In fact, it is not a good idea to use these sorts of collection types in a transactional database, where vigilance is needed to keep the data consistent and anomaly free. However, for dimensional data warehouses, where the **dimension tables** are often denormalized anyway, they make **perfect sense**: no extra joins, no redundant columns, etc., just the relevant context in a concise format. 

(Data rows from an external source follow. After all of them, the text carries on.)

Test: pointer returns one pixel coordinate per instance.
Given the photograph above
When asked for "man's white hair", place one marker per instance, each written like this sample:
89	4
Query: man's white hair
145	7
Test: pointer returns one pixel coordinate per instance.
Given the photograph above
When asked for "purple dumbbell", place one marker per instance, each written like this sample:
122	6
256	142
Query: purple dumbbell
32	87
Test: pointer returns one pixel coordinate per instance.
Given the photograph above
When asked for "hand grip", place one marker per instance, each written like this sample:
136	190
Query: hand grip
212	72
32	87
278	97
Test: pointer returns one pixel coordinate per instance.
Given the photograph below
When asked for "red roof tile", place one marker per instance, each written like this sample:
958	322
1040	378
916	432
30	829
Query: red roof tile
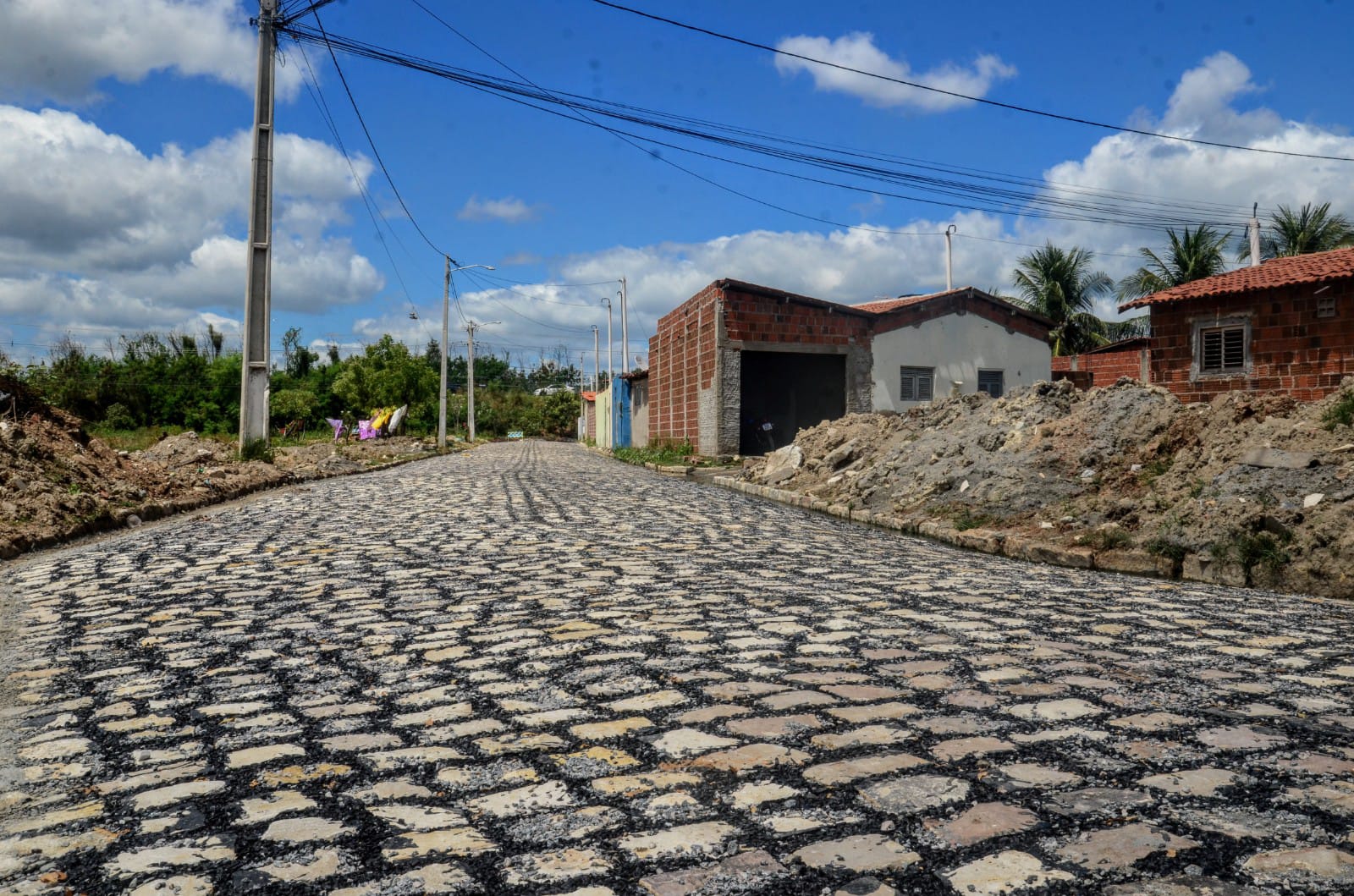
1317	267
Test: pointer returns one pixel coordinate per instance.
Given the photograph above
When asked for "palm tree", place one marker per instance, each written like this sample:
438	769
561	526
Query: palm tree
1060	284
1193	256
1311	229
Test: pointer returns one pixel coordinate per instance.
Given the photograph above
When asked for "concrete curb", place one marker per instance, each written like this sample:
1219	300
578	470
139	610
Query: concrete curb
117	519
986	541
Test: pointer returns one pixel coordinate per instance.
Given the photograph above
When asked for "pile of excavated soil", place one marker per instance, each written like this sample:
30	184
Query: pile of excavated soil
1246	490
58	482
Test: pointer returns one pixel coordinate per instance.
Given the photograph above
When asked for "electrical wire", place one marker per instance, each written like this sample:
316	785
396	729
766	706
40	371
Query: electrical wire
1012	107
370	140
372	210
958	190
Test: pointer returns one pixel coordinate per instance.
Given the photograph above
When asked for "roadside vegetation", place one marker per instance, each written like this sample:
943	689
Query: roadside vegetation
140	388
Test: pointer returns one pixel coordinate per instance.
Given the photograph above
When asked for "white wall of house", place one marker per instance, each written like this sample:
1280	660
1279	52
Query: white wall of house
956	347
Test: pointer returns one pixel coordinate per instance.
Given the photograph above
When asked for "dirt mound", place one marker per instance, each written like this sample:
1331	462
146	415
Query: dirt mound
58	482
1247	490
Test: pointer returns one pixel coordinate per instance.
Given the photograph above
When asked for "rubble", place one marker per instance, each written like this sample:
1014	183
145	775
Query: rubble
58	483
1250	489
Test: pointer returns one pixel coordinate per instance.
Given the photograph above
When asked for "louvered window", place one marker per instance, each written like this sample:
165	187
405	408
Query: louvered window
1222	348
992	382
917	383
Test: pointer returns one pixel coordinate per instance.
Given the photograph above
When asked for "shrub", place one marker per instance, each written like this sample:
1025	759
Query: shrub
1342	412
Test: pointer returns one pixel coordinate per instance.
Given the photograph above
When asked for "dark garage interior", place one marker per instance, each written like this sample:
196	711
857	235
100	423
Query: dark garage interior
789	390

***Technically*, collection types do not actually violate normalization rules.** A collection is a **container** that can hold structured data. The container itself is singular, though the contents might be plural. It's like how you might keep a plastic *container* of cut celery sticks instead of storing them in a pile on the shelf. The container is *one* thing (with the sticks nested inside), but you have to open the container (unpack it) to get your snack. That's exactly how SQL `ARRAY` and `STRUCT` work. We have to use functions and special syntax to pack and unpack data. Otherwise, SQL just treats it like an image or other binary data. Of course, it *is* still a problem that we don't know what's inside the container before we unpack it but we can still say the table itself is 1NF. 

---
## **Congratulations! You've made it to the end of the course.**

Believe it or not, we're all done. There is **a lot more** to learn about SQL (e.g., `CREATE`, `INSERT`, `UPDATE`, `DELETE`, `DROP`) but you will need to learn it elsewhere. 

I hope you have enjoyed learning just enough SQL.